The opening of Machete Beer House (2325 Highland Ave.) in National City in February marked the beginning of a renaissance year for craft beer in the South Bay. Since then, two breweries and another taproom have opened in neighboring Chula Vista. A pair of recent standing-room-only events at Machete made it difficult to understand how such a large, underserved market could have been ignored by the industry for so long. Partners Eddie Trejo and Joann Cornejo today appear prophetic because they coined the #southbayuprising hashtag.
But the demand in the market was not always so evident.
Trejo says it was obvious why industry growth stalled where median incomes dipped and the population became more colorful. “There’s been this big idea in people’s heads that certain demographics don’t want craft beer, which is wrong,” he says. “It’s just a perception of cultural differences that caused that.”
Many San Diego breweries and tasting rooms feature an undeniable racial homogeneity in both staff and clientele, which perhaps contributes to this perception. But where the establishment stumbled, the former Brewery Tours of San Diego guide and distributor sales rep saw an opportunity.
“You’re never 100 percent on any business, but I was fairly confident I’d be alright,” Trejo says. “There wasn’t a real taproom anywhere in the South Bay, but there was a market for it, a lot of people who were into beer and just no local outlets.”
Trejo and Cornejo had to take some extraordinary steps to realize their vision for Machete, like scraping startup funds from any and all available sources.
“Part of being able to open this place, I sold my car,” Trejo says. “I got money wherever I could.” Trejo’s experience in the industry has resulted in an impressive and carefully curated rotation of local beer, which he says rivals some of San Diego’s better-known craft destinations. “
I don’t want to toot my own horn or anything,” he says, “but I hear it from customers all the time that we have as good or better list than any of the craft beer bars around the county. We’re as relevant as any other bar that’s craft-focused. We’re craft beer just as much as Churchill’s or Hamilton’s or Small Bar.”
With a one-year anniversary fast approaching, look for more special events and perhaps even a collaborative brew.
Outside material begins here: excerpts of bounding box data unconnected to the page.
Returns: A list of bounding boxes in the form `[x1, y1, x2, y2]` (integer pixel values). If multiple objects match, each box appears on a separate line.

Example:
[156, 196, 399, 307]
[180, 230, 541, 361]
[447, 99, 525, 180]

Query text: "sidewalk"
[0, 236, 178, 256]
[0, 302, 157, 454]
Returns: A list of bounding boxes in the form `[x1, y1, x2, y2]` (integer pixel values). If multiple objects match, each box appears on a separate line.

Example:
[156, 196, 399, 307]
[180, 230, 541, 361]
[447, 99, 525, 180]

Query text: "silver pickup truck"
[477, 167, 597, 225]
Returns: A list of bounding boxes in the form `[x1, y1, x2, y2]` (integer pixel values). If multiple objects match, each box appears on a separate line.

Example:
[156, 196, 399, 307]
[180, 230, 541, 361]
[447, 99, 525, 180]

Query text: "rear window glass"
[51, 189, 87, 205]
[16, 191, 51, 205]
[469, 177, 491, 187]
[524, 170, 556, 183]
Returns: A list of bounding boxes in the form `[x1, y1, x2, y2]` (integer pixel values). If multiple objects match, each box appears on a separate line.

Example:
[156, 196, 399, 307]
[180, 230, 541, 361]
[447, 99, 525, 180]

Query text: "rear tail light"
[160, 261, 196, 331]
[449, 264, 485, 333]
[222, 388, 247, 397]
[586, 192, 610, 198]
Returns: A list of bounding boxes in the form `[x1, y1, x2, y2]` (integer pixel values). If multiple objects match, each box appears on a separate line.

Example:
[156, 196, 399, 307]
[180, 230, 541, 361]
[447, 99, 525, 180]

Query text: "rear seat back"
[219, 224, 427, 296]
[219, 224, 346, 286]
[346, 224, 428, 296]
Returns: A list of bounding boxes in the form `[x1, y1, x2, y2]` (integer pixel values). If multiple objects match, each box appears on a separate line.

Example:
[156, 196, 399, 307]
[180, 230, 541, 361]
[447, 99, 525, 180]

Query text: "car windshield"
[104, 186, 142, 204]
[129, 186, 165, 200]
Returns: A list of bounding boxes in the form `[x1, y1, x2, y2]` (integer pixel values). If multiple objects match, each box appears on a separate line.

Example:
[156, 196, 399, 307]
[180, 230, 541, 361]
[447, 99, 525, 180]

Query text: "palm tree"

“We’ve talked to a couple breweries and we’ve been shooting the idea around, but we don’t have anything concrete yet,” Trejo says.
Machete’s first-year celebration will mark more than just the opening of one bar in one neighborhood. It’s the beginning of the longawaited realization of the potential of this community to support and participate in one of the most exciting sectors of San Diego culture and industry. Trejo says things are just getting started for craft beer in the South Bay.
“I think it’s got a really bright and really huge future, that’s part of why I opened here,” he says. “I’m confident in that.”